LONDON — Ian Brady, a killer of five children whose role in the 1960s “Moors Murders” made him one of Britain’s most reviled criminals, died Monday. He was 79.
Health officials said Brady died at a high-security psychiatric hospital in northwestern England.
No cause of death was immediately given. At a court hearing in February, lawyers said Brady had been bedridden for the last couple of years and it was “fair to say” he was terminally ill, with emphysema among his ailments.
Brady and his girlfriend, Myra Hindley, were convicted and sentenced to life in 1966 for the vicious murders of 10-year-old Lesley Ann Downey and 17-year-old Edward Evans. Brady was also found guilty of killing John Kilbride, 12.
The pair confessed in 1987 to murdering two more children, Pauline Reade, 16, and Keith Bennett, 12.
Some of the victims were beaten, tortured and sexually abused before being killed. Their bodies were eventually buried on desolate Saddleworth Moor in northwestern England.
Hindley and Brady were caught in 1965, after they forced Hindley’s brother-in-law, David Smith, to watch as they killed Evans. After they lured Evans away from a gay bar, Brady attacked him with an ax, smothered him with a cushion and bound him with an electrical cable.
Smith fled and called police, who eventually found Kilbride and Downey’s bodies buried on the moor.
The abuse of Downey, snatched by the couple from a fairground the day after Christmas in 1964, had been recorded on audio tape and was played to the court at the couple’s trial.
“Nothing in criminal behavior before or since has penetrated my heart with quite the same paralyzing intensity,” John Stalker, then a police detective sergeant, said later.
Britain has never forgotten the horror of the crimes. Hindley in particular became a hate figure, her face plastered across newspaper pages every time she applied unsuccessfully for parole.
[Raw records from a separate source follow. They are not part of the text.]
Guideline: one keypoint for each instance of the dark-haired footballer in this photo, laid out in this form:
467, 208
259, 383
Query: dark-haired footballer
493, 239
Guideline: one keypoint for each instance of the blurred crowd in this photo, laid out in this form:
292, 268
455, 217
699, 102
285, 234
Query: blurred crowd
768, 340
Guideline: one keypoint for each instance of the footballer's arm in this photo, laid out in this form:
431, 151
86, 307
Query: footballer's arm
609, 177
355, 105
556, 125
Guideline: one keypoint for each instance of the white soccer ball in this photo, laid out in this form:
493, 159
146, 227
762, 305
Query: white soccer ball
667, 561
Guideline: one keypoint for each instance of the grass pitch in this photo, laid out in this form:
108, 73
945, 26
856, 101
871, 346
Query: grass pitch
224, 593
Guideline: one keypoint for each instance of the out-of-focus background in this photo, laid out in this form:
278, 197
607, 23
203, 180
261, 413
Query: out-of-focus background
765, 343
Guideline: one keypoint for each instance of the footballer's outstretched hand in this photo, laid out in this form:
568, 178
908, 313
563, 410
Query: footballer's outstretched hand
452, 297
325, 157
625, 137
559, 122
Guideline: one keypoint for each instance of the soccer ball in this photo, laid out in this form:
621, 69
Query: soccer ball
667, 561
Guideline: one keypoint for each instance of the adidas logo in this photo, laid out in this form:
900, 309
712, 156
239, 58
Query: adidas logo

She died in prison in 2002.
The trial judge, Fenton Atkinson, said most of the blame for the killings lay with Brady, calling him “wicked beyond belief without hope of redemption.”
In 1985 Brady was moved from prison to a psychiatric institution, where for many years he resisted treatment and fought unsuccessfully to be sent back to prison.
Hindley and Brady were taken back to Saddleworth Moor in the 1980s to help find the bodies of Reade and Bennett. Reade’s was uncovered but Bennett’s grave has never been found.
For years Brady ignored calls by the boy’s family to reveal the location of his remains.
British newspapers greeted news of his death with grim satisfaction. “Monster Brady is dead,” said the front page of The Sun. “Burn in hell Brady,” said the Daily Mirror.